= Rapaport Diamond Report =

Price list for polished diamonds

The Rapaport Diamond Report, commonly referred to as the Rapaport Price List, Rap List, Rap Sheet or Diamond Price List is a subscription-based diamond price list published by the Rapaport Group.

==Overview==
It is a diamond industry standard for the pricing of diamonds and was first issued by Martin Rapaport, the Rapaport Group founder, in 1978. The list provides benchmark asking prices for polished diamonds and is significantly used within the diamond trade as a reference for pricing and valuation. Rapaport also publishes the RapNet Diamond Price Index (RAPI), a daily price index for real-time polished diamond prices, listed on the diamond trading platform RapNet.

==Update==
The report is updated every week on Thursday, at 11:59pm EST.  The Rapaport Price List is copyrighted and available only to subscribers through tiered membership plans. Jewelers and diamond merchants use it to set prices for consumers. Consumers should therefore use the report with caution. These prices are used as the basis for standardization and negotiation of diamond prices around the world. Dealers and jewelers often quote prices as a percentage discount or premium relative to the Rapaport Price List.
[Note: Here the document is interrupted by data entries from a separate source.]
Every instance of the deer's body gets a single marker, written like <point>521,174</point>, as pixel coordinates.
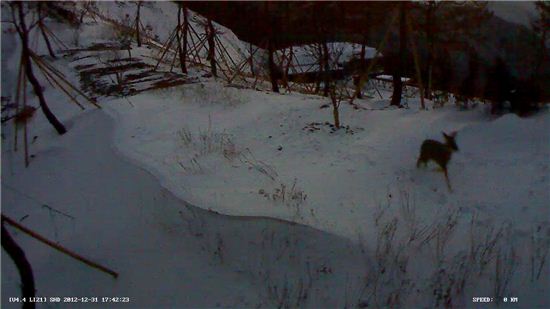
<point>438,152</point>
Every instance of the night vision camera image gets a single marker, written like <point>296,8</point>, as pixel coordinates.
<point>275,154</point>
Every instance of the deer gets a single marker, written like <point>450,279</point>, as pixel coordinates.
<point>438,152</point>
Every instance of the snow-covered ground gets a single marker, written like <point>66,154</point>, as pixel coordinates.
<point>372,228</point>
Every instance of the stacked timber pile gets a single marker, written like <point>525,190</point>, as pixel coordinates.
<point>110,69</point>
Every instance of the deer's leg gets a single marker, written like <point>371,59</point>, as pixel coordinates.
<point>447,179</point>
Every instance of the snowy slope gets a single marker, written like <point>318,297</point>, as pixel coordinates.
<point>378,230</point>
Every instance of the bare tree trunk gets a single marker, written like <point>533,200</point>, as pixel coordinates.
<point>326,69</point>
<point>138,37</point>
<point>430,49</point>
<point>182,42</point>
<point>336,114</point>
<point>361,68</point>
<point>210,32</point>
<point>41,26</point>
<point>272,69</point>
<point>251,61</point>
<point>23,33</point>
<point>318,81</point>
<point>23,266</point>
<point>398,71</point>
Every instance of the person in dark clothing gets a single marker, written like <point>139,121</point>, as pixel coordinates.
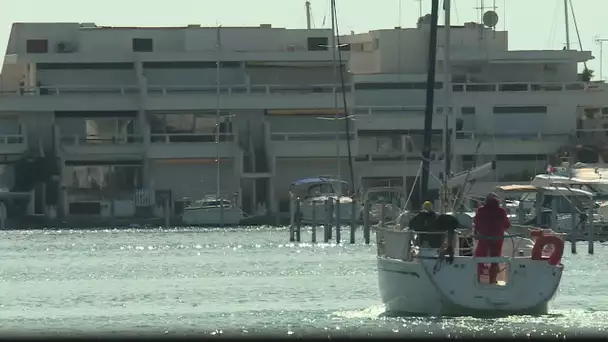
<point>449,224</point>
<point>425,221</point>
<point>491,222</point>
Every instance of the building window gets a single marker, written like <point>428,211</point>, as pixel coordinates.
<point>467,110</point>
<point>143,45</point>
<point>37,46</point>
<point>521,110</point>
<point>395,85</point>
<point>318,43</point>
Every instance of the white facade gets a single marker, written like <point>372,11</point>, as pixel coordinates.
<point>135,108</point>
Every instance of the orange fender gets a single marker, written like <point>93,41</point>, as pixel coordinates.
<point>543,241</point>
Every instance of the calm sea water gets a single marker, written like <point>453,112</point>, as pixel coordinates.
<point>245,282</point>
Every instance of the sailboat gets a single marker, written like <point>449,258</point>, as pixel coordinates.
<point>417,279</point>
<point>214,210</point>
<point>314,191</point>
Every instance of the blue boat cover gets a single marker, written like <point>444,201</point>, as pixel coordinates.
<point>318,180</point>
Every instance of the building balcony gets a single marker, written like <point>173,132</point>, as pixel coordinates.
<point>92,147</point>
<point>592,136</point>
<point>309,144</point>
<point>387,118</point>
<point>200,146</point>
<point>509,143</point>
<point>127,97</point>
<point>524,93</point>
<point>13,144</point>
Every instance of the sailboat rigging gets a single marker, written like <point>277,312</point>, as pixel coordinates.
<point>430,99</point>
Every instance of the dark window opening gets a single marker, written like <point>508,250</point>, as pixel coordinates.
<point>85,66</point>
<point>344,47</point>
<point>521,157</point>
<point>190,65</point>
<point>521,110</point>
<point>395,85</point>
<point>467,110</point>
<point>318,43</point>
<point>37,46</point>
<point>143,45</point>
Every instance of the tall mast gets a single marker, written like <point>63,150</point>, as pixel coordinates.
<point>217,111</point>
<point>567,22</point>
<point>447,92</point>
<point>308,21</point>
<point>334,48</point>
<point>430,99</point>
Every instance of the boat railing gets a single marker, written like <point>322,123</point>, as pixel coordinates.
<point>308,136</point>
<point>92,139</point>
<point>154,90</point>
<point>538,136</point>
<point>170,138</point>
<point>530,87</point>
<point>10,139</point>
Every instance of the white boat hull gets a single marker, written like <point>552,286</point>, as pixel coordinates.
<point>412,288</point>
<point>212,216</point>
<point>411,285</point>
<point>307,207</point>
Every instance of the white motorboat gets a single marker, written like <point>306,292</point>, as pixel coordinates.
<point>415,280</point>
<point>212,211</point>
<point>314,192</point>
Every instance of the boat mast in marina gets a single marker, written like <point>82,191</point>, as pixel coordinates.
<point>567,22</point>
<point>430,98</point>
<point>217,124</point>
<point>447,112</point>
<point>334,49</point>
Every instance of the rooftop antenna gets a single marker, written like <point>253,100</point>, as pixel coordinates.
<point>600,42</point>
<point>567,22</point>
<point>419,7</point>
<point>308,22</point>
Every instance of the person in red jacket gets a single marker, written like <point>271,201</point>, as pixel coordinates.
<point>491,222</point>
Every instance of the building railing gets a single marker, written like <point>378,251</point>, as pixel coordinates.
<point>75,140</point>
<point>525,87</point>
<point>12,139</point>
<point>592,130</point>
<point>309,136</point>
<point>268,89</point>
<point>471,135</point>
<point>171,138</point>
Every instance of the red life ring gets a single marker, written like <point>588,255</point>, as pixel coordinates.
<point>543,241</point>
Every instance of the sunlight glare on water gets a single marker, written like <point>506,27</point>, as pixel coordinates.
<point>244,282</point>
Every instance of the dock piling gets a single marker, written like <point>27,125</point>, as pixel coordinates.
<point>338,228</point>
<point>292,218</point>
<point>591,234</point>
<point>314,222</point>
<point>327,225</point>
<point>298,221</point>
<point>167,212</point>
<point>366,233</point>
<point>353,221</point>
<point>574,233</point>
<point>3,216</point>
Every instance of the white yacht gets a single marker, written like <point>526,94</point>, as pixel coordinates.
<point>212,211</point>
<point>314,192</point>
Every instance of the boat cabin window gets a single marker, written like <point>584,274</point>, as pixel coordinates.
<point>37,46</point>
<point>143,45</point>
<point>318,43</point>
<point>564,205</point>
<point>318,189</point>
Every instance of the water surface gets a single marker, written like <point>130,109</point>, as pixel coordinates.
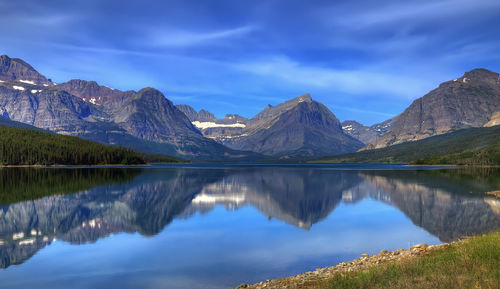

The report is issued in the form of a table and prices diamonds based on their size, color and clarity. The report provides prices for individual diamonds and not diamonds sold in bulk. Each price list has four separate grids each one containing information for a different carat size for diamonds. Each grid has the clarity options on the horizontal line and the color options on the vertical line. In order to calculate the price of a diamond according to the Rapaport Price List, the size, color and clarity of the diamond is required. The listed price, based on this information, is given in hundreds of dollars per carat.